Katharine Viner, la rédactrice en chef du quotidien britannique “The Guardian” estime que la croissance des réseaux sociaux est la principale cause de l’ère post-factuelle qui fragilise radicalement les journaux et tous les organes de presse. Mais ce point de vue fait débat.
Médias et fabrique du consentement
Certains contestent la pertinence de l’hypothèse de Katharine Viner. En France, le sociologue Frédéric Lordon relativise. D’après lui, il ne faut pas surévaluer cette montée en puissance des réseaux. Selon Lordon, aux États-Unis, les médias de masse n’ont pas soutenu Donald Trump. Mais, dès les primaires républicaines, ces médias ont effectivement consacré énormément d’articles au candidat Trump en tentant de le décrédibiliser.
Les médias “classiques” parlaient de Trump parce qu’ils considéraient qu’il était choquant, démagogue, spectaculaire, autrement dit qu’il suscitait la polémique, chose qui est vendeuse en termes d’audience. Si l’on adopte ce point de vue, on est obligé de reconnaître que c’est bien la presse dite “classique” qui a permis à Donald Trump de devenir président des États-Unis.
Une des thèses de Lordon est que le journalisme destiné au grand public s’est éloigné de l’impératif de vérification des faits pour se mettre au service d’une idéologie : le libéralisme économique. Cette façon de penser rejoint la thèse de Chomsky résumée dans l’expression “la fabrication du consentement par les médias”.
Selon Lordon, l’affaiblissement de la presse écrite et de la presse magazine dans l’époque contemporaine serait en réalité causé par la presse elle même. Les médias s’étant fait le relai actif et implicite de la propagande consumériste. De plus, Lordon estime qu’il faut se moquer des expressions telles que : « post-vérité » et « post factuel ».
Quant au journaliste Daniel Schneidermann, il critique Lordon en rappelant qu’une partie de la presse n’a jamais arrêté de produire des articles tentant de dissiper les rumeurs, mais aussi continue à produire des enquêtes parfois très fouillées.
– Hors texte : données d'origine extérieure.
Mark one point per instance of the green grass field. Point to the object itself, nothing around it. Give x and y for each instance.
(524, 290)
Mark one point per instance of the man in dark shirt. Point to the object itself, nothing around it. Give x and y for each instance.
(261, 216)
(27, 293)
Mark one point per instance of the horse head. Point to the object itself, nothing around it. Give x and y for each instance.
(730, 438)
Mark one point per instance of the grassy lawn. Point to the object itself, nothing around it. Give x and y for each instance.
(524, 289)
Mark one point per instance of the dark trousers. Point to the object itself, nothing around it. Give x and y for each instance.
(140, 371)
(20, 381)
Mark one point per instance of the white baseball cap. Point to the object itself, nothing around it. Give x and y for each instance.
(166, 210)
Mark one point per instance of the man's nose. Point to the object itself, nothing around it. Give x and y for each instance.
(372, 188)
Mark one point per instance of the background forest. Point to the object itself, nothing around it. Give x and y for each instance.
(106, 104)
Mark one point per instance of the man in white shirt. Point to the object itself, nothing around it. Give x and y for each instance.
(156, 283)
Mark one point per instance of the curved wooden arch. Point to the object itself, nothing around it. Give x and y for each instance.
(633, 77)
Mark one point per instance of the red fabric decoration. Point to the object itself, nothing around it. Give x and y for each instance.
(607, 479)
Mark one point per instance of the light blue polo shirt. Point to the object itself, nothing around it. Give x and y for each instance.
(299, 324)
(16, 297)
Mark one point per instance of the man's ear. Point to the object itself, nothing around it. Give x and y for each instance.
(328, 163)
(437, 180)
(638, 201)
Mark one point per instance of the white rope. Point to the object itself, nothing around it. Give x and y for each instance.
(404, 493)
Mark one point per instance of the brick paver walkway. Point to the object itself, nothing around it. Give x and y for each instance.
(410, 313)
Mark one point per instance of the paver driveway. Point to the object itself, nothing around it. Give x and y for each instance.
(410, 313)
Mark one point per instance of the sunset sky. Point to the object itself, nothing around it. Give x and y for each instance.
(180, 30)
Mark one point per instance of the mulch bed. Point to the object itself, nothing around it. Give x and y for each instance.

La limite en termes de compréhension ou de critique serait de définir la presse comme un bloc monolithique ce qu’elle n’est pas et n’a jamais été. Il faudrait conserver à l’esprit que sous le mot “presse” se dissimulent plein de façons d’exercer le journalisme. Certaines ayant des limites, d’autres contribuant plus à améliorer la qualité de l’information qu’à promouvoir une quelconque idéologie. Il faudrait donc rester nuancé et éviter systématiquement et farouchement toute généralisation.